La historia nos muestra esa búsqueda permanente del hombre por la espiritualidad en esa iglesia que es la que cada uno tiene como centro, y que muchas veces defrauda, no la institución como tal, sino quienes la dirigen y tienen fallas como humanos que son. Como católica defiendo mi Iglesia, ese templo que nos congrega a orar. Encuentro en ella paz, y me hace mucha falta en esta pandemia el poder frecuentarla. He tenido que centrarme en mi corazón, donde se encuentra esa paz que buscamos, “la Iglesia símbolo”. Liliana Páez Silva, Bogotá.
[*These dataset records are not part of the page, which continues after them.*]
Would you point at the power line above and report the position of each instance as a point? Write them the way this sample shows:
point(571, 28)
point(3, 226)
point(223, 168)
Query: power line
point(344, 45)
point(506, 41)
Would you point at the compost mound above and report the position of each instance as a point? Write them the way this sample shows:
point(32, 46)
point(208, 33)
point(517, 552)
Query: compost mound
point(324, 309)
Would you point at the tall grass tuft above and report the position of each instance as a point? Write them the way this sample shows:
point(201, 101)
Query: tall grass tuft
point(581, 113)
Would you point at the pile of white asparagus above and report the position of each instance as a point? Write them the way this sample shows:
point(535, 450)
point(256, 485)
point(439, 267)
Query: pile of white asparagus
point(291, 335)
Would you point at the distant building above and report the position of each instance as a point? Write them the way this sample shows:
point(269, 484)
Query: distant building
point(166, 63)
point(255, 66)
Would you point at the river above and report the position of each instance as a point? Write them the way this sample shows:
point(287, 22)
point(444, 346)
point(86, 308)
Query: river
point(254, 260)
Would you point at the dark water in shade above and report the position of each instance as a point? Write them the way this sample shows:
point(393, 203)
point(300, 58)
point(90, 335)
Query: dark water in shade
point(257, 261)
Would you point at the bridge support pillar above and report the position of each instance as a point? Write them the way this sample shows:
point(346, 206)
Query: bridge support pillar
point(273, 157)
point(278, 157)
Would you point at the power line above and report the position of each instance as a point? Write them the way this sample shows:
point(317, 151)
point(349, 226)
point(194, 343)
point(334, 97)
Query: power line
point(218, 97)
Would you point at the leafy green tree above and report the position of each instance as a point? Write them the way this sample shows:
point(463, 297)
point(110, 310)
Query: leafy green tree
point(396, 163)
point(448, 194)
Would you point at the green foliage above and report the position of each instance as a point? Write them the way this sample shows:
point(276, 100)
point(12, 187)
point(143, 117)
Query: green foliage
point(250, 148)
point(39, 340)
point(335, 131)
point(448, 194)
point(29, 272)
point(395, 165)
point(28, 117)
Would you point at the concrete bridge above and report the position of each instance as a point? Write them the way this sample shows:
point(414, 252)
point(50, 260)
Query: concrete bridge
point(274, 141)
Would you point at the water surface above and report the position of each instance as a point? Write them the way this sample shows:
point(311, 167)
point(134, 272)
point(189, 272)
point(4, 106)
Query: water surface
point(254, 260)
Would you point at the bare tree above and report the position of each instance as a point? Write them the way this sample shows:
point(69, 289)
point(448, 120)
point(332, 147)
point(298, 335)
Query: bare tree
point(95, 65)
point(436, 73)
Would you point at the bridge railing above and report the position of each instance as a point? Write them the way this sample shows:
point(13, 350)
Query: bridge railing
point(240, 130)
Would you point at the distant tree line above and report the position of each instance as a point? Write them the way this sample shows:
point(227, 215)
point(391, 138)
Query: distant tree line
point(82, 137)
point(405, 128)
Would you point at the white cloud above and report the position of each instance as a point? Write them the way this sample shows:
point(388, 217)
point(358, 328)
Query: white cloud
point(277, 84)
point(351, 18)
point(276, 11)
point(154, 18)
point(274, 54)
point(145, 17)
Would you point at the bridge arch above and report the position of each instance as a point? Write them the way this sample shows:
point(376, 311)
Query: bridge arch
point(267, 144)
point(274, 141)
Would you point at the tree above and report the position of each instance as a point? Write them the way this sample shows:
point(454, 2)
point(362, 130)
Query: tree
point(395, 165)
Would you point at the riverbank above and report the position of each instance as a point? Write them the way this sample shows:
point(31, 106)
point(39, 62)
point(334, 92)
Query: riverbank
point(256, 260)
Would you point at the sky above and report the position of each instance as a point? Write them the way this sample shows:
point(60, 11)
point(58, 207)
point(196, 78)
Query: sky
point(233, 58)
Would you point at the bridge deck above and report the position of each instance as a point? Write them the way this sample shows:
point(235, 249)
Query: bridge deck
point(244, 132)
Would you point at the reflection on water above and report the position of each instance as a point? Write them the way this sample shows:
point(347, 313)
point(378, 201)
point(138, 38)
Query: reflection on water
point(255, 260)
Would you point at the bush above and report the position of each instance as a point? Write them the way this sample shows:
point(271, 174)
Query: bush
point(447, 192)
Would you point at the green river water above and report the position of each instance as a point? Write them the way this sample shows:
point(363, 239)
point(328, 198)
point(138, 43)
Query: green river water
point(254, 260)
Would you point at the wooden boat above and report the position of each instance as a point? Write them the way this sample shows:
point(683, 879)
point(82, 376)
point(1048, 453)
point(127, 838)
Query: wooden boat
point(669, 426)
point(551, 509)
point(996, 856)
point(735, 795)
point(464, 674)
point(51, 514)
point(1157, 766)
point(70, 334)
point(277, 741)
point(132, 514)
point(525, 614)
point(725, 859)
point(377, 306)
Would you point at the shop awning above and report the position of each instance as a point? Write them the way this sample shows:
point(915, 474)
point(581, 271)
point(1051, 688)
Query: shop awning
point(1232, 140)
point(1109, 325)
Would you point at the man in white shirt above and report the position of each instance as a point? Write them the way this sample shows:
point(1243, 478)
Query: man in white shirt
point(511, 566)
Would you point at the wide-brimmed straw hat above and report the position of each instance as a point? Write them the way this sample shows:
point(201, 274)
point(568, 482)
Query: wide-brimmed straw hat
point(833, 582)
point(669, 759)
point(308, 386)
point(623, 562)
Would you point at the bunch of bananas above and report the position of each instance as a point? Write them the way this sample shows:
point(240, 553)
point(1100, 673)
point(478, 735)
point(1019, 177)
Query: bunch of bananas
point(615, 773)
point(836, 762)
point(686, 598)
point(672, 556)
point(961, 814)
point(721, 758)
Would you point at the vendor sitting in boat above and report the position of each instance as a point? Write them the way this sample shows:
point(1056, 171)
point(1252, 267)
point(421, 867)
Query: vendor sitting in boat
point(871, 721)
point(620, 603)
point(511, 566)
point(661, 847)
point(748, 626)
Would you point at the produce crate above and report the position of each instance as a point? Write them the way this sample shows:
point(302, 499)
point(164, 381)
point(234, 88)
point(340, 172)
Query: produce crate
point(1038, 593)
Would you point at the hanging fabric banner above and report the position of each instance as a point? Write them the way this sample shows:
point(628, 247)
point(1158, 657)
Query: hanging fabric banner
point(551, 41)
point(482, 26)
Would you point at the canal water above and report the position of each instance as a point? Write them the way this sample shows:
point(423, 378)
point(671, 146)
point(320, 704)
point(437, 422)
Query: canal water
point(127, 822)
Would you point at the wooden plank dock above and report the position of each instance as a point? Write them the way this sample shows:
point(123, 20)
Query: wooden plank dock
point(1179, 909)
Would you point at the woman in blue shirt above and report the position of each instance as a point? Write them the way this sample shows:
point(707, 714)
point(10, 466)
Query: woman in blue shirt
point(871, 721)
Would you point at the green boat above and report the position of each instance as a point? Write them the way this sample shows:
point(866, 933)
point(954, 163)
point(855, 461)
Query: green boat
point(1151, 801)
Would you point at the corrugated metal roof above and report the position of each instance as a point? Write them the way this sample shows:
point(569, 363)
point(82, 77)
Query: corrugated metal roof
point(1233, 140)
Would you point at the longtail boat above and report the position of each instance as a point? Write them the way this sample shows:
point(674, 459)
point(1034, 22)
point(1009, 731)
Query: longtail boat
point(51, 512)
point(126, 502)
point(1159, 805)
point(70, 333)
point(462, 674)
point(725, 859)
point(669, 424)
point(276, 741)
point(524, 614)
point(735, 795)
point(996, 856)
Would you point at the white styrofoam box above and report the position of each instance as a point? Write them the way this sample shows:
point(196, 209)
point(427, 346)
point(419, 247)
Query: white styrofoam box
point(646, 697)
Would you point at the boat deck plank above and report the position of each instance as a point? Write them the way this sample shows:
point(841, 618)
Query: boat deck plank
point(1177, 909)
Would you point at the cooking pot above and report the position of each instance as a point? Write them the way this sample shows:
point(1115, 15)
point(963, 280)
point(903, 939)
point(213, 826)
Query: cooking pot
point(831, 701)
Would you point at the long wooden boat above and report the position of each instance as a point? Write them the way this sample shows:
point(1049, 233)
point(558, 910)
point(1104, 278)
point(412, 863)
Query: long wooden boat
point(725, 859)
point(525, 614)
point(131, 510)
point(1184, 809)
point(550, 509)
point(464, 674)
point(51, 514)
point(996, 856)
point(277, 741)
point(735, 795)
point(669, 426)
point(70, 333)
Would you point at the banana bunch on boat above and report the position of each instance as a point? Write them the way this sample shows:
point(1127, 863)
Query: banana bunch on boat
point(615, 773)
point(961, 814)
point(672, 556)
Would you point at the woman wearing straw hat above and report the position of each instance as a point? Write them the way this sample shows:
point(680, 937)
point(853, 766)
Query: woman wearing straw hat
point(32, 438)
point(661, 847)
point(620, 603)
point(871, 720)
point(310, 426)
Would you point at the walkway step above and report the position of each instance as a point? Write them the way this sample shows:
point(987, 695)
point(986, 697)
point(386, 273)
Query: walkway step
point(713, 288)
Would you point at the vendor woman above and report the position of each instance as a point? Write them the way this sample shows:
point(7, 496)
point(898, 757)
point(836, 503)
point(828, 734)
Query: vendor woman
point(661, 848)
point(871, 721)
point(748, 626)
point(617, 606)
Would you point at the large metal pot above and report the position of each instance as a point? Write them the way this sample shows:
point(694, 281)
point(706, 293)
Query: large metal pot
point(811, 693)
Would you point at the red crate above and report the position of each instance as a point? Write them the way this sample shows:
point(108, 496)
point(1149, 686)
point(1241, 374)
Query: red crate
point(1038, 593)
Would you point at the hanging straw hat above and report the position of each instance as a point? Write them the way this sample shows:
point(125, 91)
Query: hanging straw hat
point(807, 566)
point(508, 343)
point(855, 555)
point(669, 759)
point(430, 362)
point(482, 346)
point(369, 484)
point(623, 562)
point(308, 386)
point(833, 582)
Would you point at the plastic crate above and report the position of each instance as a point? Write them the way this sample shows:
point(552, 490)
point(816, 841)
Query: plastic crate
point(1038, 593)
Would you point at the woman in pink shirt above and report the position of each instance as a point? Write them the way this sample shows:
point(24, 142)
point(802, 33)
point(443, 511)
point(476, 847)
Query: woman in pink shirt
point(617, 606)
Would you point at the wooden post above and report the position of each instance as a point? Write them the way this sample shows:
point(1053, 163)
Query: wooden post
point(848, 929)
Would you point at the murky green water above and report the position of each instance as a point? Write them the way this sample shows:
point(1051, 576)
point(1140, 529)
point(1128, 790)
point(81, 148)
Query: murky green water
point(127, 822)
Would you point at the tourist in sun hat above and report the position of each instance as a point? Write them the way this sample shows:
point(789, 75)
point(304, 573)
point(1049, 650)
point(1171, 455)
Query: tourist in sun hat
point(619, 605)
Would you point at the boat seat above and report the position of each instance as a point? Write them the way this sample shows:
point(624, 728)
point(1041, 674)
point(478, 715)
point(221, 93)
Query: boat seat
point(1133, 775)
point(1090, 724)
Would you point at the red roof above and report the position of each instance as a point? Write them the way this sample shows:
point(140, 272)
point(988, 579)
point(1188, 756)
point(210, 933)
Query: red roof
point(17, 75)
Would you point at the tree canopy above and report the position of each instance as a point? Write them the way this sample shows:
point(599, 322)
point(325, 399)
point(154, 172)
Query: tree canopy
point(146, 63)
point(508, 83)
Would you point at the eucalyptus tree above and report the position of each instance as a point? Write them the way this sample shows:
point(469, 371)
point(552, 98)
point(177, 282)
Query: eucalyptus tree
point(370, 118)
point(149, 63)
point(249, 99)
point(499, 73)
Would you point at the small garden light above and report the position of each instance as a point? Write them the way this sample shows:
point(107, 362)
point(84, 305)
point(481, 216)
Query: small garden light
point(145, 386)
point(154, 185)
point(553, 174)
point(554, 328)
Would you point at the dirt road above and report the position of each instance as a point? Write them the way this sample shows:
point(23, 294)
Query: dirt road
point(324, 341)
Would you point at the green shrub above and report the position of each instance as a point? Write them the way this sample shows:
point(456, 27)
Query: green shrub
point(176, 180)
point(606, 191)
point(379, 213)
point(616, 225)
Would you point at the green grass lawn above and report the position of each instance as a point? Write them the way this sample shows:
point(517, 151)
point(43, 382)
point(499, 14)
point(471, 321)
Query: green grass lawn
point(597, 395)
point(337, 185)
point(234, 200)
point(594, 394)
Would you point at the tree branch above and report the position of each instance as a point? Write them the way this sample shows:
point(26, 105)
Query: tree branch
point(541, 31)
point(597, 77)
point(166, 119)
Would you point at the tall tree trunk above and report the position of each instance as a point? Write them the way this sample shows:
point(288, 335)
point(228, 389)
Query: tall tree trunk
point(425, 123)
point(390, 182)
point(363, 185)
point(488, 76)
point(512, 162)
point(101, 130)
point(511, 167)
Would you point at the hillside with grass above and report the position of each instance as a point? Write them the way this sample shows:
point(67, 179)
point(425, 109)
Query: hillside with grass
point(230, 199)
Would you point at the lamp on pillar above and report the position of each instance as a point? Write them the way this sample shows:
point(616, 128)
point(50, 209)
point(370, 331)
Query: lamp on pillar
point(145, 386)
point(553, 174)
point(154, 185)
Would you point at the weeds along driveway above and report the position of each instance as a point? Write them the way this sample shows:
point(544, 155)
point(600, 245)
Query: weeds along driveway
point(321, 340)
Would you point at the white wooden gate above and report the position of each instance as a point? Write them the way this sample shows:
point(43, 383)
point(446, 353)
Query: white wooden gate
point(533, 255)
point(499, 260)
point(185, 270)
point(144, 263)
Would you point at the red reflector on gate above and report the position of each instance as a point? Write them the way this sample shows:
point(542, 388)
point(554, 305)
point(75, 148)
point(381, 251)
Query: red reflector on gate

Para mí la causa, como lo anotas, es la pérdida de valores. Y sería más radical: priman los antivalores, imperan la soberbia, la riqueza, el poder a toda costa, la degradación moral. No existe la ética como rectora de la moral, no hay honradez, honestidad, rectitud. La palabra sagrada de otros tiempos ya no existe: hoy imperan el oportunismo, el protagonismo, la violencia, las guerras. Desapareció el amor. El mensaje de Jesús de Galilea –»Amaos los unos a los otros»– parece que se entiende como “Armaos los unos contra los otros”, como muy bien lo sostenía Cantinflas en su película Señor Embajador. Y lo más triste de reconocer es que algunos de esos valores se han extinguido en el seno de la Iglesia. Humberto Escobar Molano, Villa de Leiva.